- Born: Elliott Maxwell Sanger March 2, 1897 Manhattan, New York
- Died: July 9, 1989 (age 92)
- Spouse: Eleanor Naumburg
- Children: 2
- Family: David E. Sanger (grandson)

= Elliott Sanger =

American radio station executive (1897–1989)

Elliott Sanger (March 2, 1897 – July 9, 1989) was the American co-founder of WQXR-FM and an early advocate of FM broadcasting.

==Biography==
Elliott Maxwell Sanger was born to a Jewish family in Manhattan on March 2, 1897. He graduated from Townsend Harris High School and then the Columbia University School of Journalism. During World War I, he served as an ensign tasked with selling war bonds before accepting a job as a copywriter at an advertising agency and then as the director of advertising and sales at hosiery manufacturer J.R. Beaton Company. In 1936, Sanger co-founded a small 250 watt radio station WQXR-FM (originally the Interstate Broadcasting Company) above a garage in Long Island City with John Vincent Lawless Hogan with whom he shared a love for classical music with the belief that high quality, high fidelity, live music would eventually attract advertisers. As an early advocate of the clarity and high fidelity of FM broadcasting, WQXR became the first FM station in New York City and the first nationally to present a regularly scheduled FM program. In order to maintain its semblance of decorum, the station prohibited "singing jingles and raucous sound effects." In 1944, WQXR The New York Times bought the station. Sanger served as executive vice president and general manager of WQXR from its founding until 1965 and chairman until 1967 when he retired.

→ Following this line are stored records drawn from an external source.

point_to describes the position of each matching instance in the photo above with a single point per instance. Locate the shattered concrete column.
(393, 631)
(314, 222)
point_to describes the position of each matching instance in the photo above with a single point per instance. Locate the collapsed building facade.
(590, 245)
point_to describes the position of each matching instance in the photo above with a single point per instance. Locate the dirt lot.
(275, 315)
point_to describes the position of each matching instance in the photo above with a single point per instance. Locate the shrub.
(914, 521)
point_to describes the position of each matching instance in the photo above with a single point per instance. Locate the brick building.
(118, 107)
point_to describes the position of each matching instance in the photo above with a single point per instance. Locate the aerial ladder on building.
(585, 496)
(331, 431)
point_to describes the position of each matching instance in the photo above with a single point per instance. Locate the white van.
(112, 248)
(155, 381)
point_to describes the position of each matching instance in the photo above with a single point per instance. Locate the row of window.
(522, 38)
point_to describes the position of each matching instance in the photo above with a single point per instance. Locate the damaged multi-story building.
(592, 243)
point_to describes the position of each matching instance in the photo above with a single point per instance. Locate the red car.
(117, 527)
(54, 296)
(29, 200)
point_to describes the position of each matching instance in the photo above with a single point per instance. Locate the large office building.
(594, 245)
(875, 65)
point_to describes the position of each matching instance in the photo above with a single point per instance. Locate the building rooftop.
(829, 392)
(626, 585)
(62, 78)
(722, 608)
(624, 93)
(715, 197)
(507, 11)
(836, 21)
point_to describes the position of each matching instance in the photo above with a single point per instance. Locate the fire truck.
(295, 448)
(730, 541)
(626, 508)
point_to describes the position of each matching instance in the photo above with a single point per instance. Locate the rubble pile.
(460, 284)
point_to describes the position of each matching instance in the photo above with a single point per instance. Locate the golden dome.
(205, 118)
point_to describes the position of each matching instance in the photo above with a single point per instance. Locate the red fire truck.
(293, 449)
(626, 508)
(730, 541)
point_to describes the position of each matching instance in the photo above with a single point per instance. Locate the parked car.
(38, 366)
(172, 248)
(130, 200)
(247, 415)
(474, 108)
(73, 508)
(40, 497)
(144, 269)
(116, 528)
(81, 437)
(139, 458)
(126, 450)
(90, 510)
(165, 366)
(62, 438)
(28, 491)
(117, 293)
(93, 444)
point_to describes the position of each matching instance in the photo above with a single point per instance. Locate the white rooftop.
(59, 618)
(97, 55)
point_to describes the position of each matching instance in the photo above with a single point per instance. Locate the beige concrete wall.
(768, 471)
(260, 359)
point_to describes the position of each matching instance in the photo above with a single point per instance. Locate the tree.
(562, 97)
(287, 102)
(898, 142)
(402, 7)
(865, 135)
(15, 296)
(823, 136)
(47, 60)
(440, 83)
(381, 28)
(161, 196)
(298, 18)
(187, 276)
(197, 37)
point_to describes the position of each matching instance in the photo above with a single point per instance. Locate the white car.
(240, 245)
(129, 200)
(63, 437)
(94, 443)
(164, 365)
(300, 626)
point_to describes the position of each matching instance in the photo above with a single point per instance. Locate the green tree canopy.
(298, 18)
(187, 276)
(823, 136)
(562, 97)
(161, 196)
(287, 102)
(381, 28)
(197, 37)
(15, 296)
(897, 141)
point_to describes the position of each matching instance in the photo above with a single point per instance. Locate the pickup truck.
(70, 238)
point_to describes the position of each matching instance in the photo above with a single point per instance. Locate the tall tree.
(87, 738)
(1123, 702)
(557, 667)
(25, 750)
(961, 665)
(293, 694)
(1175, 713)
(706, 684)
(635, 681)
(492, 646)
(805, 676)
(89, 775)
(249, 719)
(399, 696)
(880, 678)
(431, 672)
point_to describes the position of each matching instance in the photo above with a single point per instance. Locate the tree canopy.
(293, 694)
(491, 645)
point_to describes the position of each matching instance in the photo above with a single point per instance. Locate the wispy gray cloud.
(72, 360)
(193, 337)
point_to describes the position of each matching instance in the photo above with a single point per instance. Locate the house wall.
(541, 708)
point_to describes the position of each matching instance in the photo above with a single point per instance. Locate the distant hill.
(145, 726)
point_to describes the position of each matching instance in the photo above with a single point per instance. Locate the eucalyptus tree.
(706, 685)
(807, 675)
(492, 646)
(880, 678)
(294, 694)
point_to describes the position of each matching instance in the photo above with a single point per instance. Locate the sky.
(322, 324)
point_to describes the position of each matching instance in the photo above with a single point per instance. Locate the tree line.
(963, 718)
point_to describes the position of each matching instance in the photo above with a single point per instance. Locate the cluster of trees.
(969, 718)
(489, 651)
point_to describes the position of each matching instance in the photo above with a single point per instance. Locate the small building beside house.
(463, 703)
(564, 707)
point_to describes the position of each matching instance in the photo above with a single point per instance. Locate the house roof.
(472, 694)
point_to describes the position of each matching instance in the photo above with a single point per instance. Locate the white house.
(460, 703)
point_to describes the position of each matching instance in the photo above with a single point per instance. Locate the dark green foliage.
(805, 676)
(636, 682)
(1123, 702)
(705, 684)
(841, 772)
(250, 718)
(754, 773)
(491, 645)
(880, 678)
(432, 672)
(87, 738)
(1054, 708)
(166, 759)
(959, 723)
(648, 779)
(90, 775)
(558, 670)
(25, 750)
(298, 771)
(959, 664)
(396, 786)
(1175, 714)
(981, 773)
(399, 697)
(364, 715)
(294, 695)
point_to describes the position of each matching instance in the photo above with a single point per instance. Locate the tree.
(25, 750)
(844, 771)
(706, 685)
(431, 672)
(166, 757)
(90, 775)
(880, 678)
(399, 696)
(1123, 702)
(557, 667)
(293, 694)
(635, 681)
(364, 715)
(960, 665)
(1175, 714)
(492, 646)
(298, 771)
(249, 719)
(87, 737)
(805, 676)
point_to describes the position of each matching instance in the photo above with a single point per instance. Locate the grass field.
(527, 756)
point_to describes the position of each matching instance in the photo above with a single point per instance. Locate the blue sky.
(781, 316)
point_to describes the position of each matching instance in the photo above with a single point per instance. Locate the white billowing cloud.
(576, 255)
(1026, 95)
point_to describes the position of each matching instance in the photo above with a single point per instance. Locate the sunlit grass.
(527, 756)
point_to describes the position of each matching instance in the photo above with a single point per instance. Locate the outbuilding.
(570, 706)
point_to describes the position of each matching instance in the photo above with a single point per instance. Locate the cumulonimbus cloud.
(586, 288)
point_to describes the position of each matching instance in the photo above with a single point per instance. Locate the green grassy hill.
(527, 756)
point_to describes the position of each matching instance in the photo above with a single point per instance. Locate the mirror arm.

Sanger documented his story in the 1973 book, Rebel in Radio: The Story of WQXR, published by Hastings House.

==Personal life==
Sanger was married to Eleanor Naumburg, grandniece of Elkan Naumburg; they had two sons, Elliott Sanger Jr. and Kenneth E. Sanger. His grandson is journalist David E. Sanger. Sanger collected rare books on New York City history which he donated to Columbia University. He served as a former president of Elder Craftsmen dedicated to helping people sell their crafts; served as director of Manhattan's Grand Jury Association; and was an interviewer in oral histories for the American Jewish Committee. In 1952, he received a Distinguished Alumnus Award from his alma mater Columbia University.